お庭に取り入れる「天然素材」と「人工素材」
<近年のお庭の素材事情>
かつては、自然物である天然素材のみで構成されていたお庭に、人工素材が登場して以来、
「天然素材 vs 人工素材」というテーマは、何度も語られてきました。
ただ、以前の人工素材はどうしても“つくりもの”という印象が拭えず、
どこかチープな仕上がりになってしまう点が、難しいところでもありました。
しかし近年では、天然素材を精巧に再現した人工素材が数多く登場し、見た目だけでは見分けがつかないほどの完成度になっています。

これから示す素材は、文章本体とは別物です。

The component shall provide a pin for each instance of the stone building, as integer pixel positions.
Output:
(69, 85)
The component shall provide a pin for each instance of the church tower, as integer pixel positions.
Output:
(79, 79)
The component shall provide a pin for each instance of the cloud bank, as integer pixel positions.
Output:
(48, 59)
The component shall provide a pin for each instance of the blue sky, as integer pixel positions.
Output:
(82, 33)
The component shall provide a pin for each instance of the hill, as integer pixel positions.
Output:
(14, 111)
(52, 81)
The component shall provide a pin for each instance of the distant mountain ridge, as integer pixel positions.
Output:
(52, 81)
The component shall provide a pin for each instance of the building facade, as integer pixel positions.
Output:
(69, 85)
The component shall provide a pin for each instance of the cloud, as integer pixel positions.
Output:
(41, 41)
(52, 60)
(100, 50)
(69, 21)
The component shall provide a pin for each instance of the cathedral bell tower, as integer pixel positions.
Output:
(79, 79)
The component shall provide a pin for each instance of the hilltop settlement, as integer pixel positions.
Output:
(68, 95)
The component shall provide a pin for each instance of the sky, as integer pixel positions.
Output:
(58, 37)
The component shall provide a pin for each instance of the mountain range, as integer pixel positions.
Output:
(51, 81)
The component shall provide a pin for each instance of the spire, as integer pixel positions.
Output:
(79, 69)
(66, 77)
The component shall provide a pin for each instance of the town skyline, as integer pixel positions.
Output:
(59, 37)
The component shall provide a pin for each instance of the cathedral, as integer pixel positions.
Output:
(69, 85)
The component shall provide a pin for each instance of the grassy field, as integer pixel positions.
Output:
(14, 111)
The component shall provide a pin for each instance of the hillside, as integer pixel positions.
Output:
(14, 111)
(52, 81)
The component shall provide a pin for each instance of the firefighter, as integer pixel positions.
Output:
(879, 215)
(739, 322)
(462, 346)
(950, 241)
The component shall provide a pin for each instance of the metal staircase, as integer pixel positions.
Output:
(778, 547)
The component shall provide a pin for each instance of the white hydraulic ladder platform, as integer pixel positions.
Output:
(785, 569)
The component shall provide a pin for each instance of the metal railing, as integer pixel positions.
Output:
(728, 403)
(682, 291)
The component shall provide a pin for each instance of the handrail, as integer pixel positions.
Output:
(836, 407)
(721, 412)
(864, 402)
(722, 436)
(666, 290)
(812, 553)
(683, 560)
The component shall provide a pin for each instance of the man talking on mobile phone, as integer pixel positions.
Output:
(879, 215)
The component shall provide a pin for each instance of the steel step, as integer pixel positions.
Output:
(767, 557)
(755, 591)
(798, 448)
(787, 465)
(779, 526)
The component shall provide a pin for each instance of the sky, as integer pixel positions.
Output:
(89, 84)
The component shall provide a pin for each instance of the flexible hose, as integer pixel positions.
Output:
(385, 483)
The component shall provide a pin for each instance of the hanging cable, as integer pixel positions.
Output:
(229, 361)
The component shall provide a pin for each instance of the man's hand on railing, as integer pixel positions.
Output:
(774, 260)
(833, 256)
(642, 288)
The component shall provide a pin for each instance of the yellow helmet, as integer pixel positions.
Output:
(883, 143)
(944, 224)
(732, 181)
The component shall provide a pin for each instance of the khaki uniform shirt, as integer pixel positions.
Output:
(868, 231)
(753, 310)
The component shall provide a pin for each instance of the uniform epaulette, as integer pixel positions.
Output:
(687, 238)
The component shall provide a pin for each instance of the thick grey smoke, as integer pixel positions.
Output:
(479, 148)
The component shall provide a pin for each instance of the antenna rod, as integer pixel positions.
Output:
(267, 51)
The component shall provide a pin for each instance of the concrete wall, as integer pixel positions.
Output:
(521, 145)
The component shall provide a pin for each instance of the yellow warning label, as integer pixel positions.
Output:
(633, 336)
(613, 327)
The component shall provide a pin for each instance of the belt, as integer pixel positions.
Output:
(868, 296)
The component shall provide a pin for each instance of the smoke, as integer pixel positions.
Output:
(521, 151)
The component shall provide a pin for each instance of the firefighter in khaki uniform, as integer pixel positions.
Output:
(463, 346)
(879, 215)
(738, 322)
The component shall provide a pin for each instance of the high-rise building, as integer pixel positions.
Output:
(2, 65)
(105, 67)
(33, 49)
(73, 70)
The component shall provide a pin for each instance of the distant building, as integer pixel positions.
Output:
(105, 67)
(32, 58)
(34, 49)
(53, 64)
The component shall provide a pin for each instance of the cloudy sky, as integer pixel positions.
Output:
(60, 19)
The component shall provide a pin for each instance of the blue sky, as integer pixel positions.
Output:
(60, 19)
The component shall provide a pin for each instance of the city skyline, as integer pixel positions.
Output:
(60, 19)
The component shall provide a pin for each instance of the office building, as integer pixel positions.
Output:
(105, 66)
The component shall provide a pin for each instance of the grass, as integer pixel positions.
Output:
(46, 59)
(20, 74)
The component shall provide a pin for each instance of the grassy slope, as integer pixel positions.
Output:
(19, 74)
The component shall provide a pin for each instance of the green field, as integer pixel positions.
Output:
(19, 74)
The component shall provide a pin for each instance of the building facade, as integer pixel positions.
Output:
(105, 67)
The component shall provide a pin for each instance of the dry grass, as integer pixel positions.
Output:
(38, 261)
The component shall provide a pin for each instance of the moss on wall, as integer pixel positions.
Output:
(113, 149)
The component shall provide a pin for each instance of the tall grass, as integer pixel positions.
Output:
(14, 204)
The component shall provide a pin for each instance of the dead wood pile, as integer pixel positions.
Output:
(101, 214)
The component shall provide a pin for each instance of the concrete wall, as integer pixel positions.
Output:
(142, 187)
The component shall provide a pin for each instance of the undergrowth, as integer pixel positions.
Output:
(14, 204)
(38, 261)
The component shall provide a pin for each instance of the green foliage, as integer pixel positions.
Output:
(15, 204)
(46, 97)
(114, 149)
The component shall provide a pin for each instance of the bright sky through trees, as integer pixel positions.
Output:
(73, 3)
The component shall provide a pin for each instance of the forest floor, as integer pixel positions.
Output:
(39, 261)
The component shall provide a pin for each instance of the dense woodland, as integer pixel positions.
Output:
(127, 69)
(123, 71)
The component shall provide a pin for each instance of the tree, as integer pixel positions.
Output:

その分、コストは上昇傾向にありますが、それぞれの特徴を理解したうえで選ぶ時代になったと感じています。
<天然素材・人工素材 それぞれの特徴>
● 天然素材
芝・樹木などの植物、レンガ、石、木材 など
一つひとつ色や模様が異なり、
“自然のゆらぎ” が空間に深みを与えるのが最大の魅力です。
メリット
・経年変化が美しく、味わいが増す
・自然な風合いとぬくもりがある
・周囲の環境や植栽と調和しやすい
デメリット
・定期的なメンテナンス(防腐・防汚など)が必要
・天候や使用環境による劣化が起こりやすい
● 人工素材
コンクリート平板・樹脂デッキ・人工芝・タイル など
天然素材を模して開発され、
均一な品質・高い耐久性・低メンテナンス性を実現した現代的な素材です。
近年は技術の進歩により、見た目にも非常に自然な質感のものが増えています。
メリット
・メンテナンスの手間が少ない
・品質が均一で施工後の状態を保ちやすい
・耐久性が高く、長期的に使いやすい
デメリット
・経年変化の味わいは天然素材に比べて少ない
・製品によっては人工的な印象が残る場合がある
<天然素材 × 人工素材のバランス活用>
天然素材の“情緒”と人工素材の“合理性”を組み合わせることで、
長く、美しく、手間なく続く庭を実現できます。
■ 目的ごとに役割を分担する
天然素材で“雰囲気”をつくる
アプローチの縁石や花壇の縁、テラスまわりの一部などに取り入れることで、
自然な表情や温もりを感じられる空間になります。
人工素材で“使いやすさ”を保つ
テラス床を人工タイルでフラットに保つことで、
清潔感と安全性を確保し、日常使いしやすい空間になります。
→ 清潔感と温もりが共存する、バランスのよい設計に。
■ メンテナンスと演出のバランス
- 天然素材は手間がかかる分、“魅せ場”として限定的に使う
- 人工素材は、掃除のしやすさや耐久性を重視する部分に使う
たとえば
玄関まわりや駐車スペースには人工素材、
リビング前の庭やテラスには天然素材を多く配置することで、
季節感や居心地のよさを演出できます。
■ バランス設計のメリット
手間を抑えながら、視覚的な“自然感”をしっかり確保できます。
無理なく続けられることが、心地よい庭づくりにつながります。
天然石を積み上げた花壇は、小さくても確かな存在感。
一つひとつ異なる石の表情が、人工素材にはない自然なゆらぎを生み、
住まい全体に温もりを添えます。
人工素材を基調としたファサードに、
樹木を添えることで自然の表情をプラス。
素材の機能性を活かしながら、
視覚的なやわらかさと季節感を取り入れています。